Bill Hayes G-10 Composite PFS with 1845 Tubes Ray's Magnetic Pouch and 5/16 Steel Ammo and one Lizard for a Target. After the camera was off I took good care of it.


----------



## drgreen (Feb 21, 2011)

nice kill. are you gonna eat it?!?


----------



## dgui (Jan 12, 2010)

drgreen said:


> nice kill. are you gonna eat it?!?


It was a Snack for the Cat.


----------



## shot in the foot (Jan 3, 2010)

Good shooting, that lizard would have cost £30 over here ha ha, i paid £40 for a skunk, you can sure shoot then little slingshots, jeff


----------



## mckee (Oct 28, 2010)

Good shooting darrel!


----------



## dgui (Jan 12, 2010)

shot in the foot said:


> Good shooting, that lizard would have cost £30 over here ha ha, i paid £40 for a skunk, you can sure shoot then little slingshots, jeff


I can box up several Lizards but no Skunks and send them to you. No Charge.


----------



## dgui (Jan 12, 2010)

mckee said:


> Good shooting darrel!


I had to be careful not to hit the metal trim on my post.


----------



## Nico (Sep 10, 2010)

Hahaha that takes me back to my childhood slingshot days..

Good shot..

Nico


----------



## shot in the foot (Jan 3, 2010)

dgui said:


> Good shooting, that lizard would have cost £30 over here ha ha, i paid £40 for a skunk, you can sure shoot then little slingshots, jeff


I can box up several Lizards but no Skunks and send them to you. No Charge.
[/quote]

Ha ha your ok, we have plenty, my daughter breeds them for schools and collages, its her job doing talks about animals, heres here baby snakes, just born, 
jeff


----------



## e~shot (Jun 3, 2010)

Good shot Darell.


----------



## josephlys (May 4, 2010)

Very nice shooting Dgui, I for 1 hate lizards (house geckos to be precise). I've got this phobia of them. I'm cool with other types of lizards but just not cool with house geckos. They creep me out big time. Whats worse is that they thrive very well in tropical climate and man made dwellings. Literally hundreds of them can be seen scattered across the walls of stores, stalls, food outlets and shops where there is good source of light. They are attracted to the bugs that camp around the light source. But really the geckos are more irritating than the bugs, just a few of them can leave behind a lot of cr-p sticking to your walls in a month. Now imagine a lot of them. So far I've killed 470 of those buggers, and it sure does help me cope with my phobia better. To me they are pest and a big problem to my well being. Just happy I can turn it into a sport.
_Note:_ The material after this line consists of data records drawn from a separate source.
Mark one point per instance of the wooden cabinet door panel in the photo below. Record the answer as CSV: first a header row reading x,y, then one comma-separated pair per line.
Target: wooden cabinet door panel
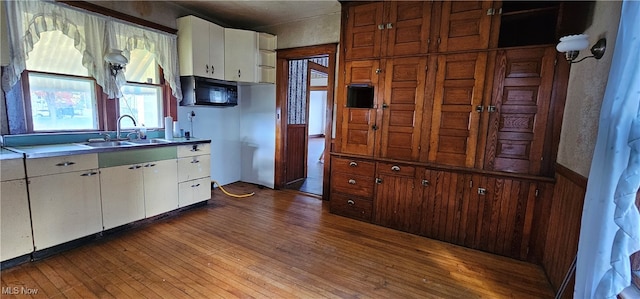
x,y
398,203
407,30
465,25
455,122
362,35
402,108
358,133
522,96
I love snakes btw, had a whip snake once. It was green, long and slender. 6 feet long and its body is just as thick as your index finger. Really loved it, It fed entirely one lizards and frogs-My 2 worse phobias. Had it for a year, after that I released it back into its own habitat. Within that period it ate 160 house geckos, and 30 over small frogs.


----------



## dgui (Jan 12, 2010)

I shoot them off of my wood fence and chain link fence nearly daily for the fun of it and this is the first time I took video of it. But thoses babys can sharpen your aim if you go at it often enough. Yea!


----------



## josephlys (May 4, 2010)

I don't know I often get in pretty close, always within 6-8feet before taking a shot. This way chances of missing slims down. I can't afford to miss, as they may get into my bedroom and I sure as salami can sleep with 1 fat gecko in my room. Not till it dies. I use blowguns most of the time, I'm way more accurate with them.







My mom won't allow me to use slingshots in the house anyways


----------



## Nico (Sep 10, 2010)

dgui said:


> I shoot them off of my wood fence and chain link fence nearly daily for the fun of it and this is the first time I took video of it. But thoses babys can sharpen your aim if you go at it often enough. Yea!
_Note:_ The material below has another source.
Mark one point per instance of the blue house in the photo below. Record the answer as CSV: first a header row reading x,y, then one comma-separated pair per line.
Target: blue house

We used to shoot lizzards off the rocks as kids with our slingshots and rocks for ammo, like you said it was all part of sharpening your accuracy and a bit of hunting practice they are tough targets.


----------



## Dayhiker (Mar 13, 2010)

I missed this one. Great shooting Darrell. Like I've said before you will never starve with that skill you have. Hat's off, man.


----------



## Chugosh (Feb 9, 2010)

Might be just a trick of the camera but the ball looked bigger than his head.
A shot I'm not at all sure I could do.


----------



## bullseyeben! (Apr 24, 2011)

dgui said:


> Bill Hayes G-10 Composite PFS with 1845 Tubes Ray's Magnetic Pouch and 5/16 Steel Ammo and one Lizard for a Target. After the camera was off I took good care of it.
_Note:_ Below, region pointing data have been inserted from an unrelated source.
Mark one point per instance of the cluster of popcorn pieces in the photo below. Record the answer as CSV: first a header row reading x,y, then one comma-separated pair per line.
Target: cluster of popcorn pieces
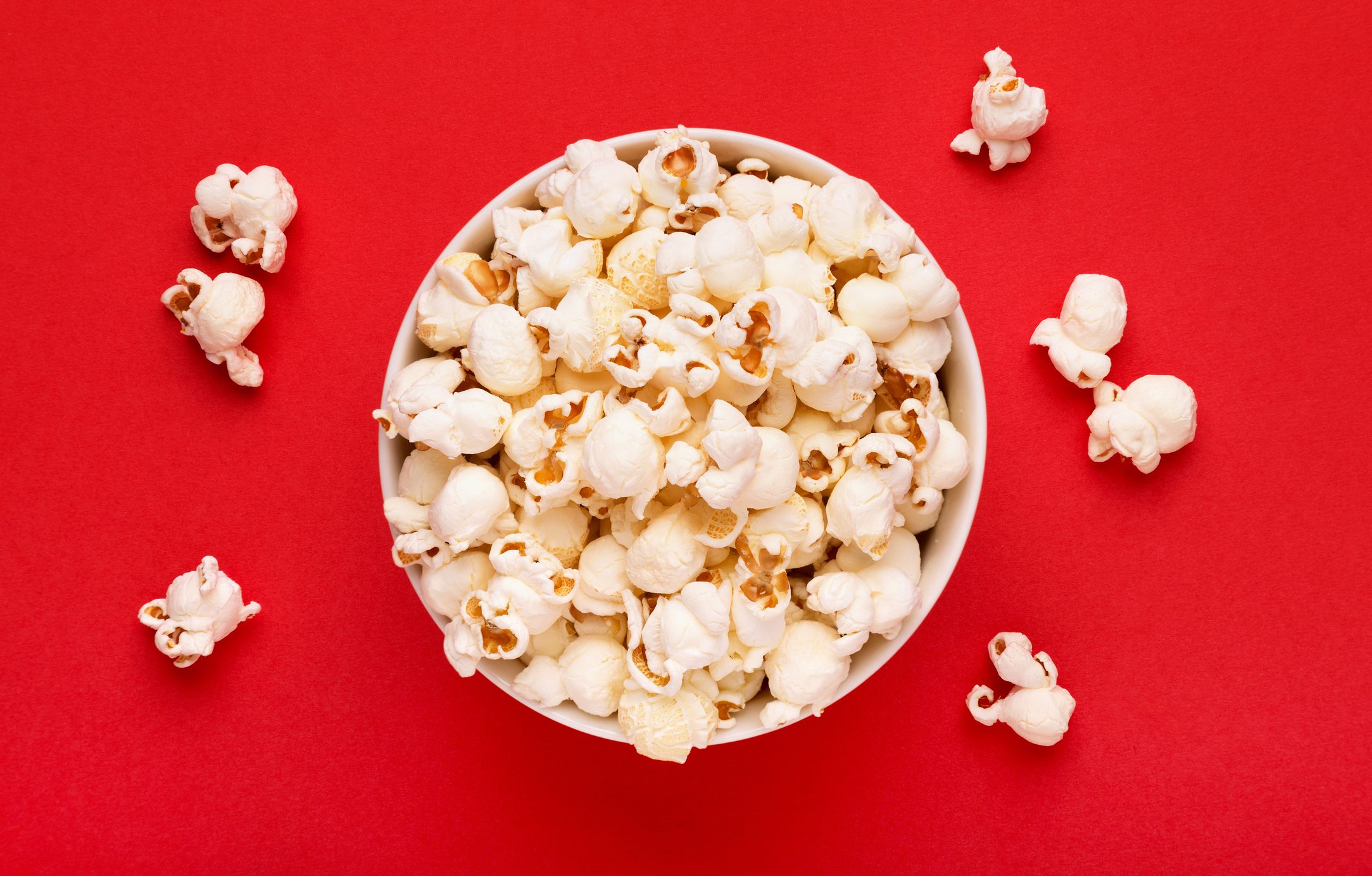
x,y
1036,708
677,438
248,213
1155,415
1005,113
201,607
Bout time we saw some pigeons in flight knocked from the sky.. I know you can do do it ha ha.. good on ya, Ben


----------



## BCLuxor (Aug 24, 2010)

lol like jeff said I paid 45.00 for my leopard gecko. I know they are a different species to the pest gecko you shoot at but I would be dumb struck if I saw a lizard here in the UK just sitting in my fence shooting it would be my last option... only because they are not common not because I object to it or anything lol.


----------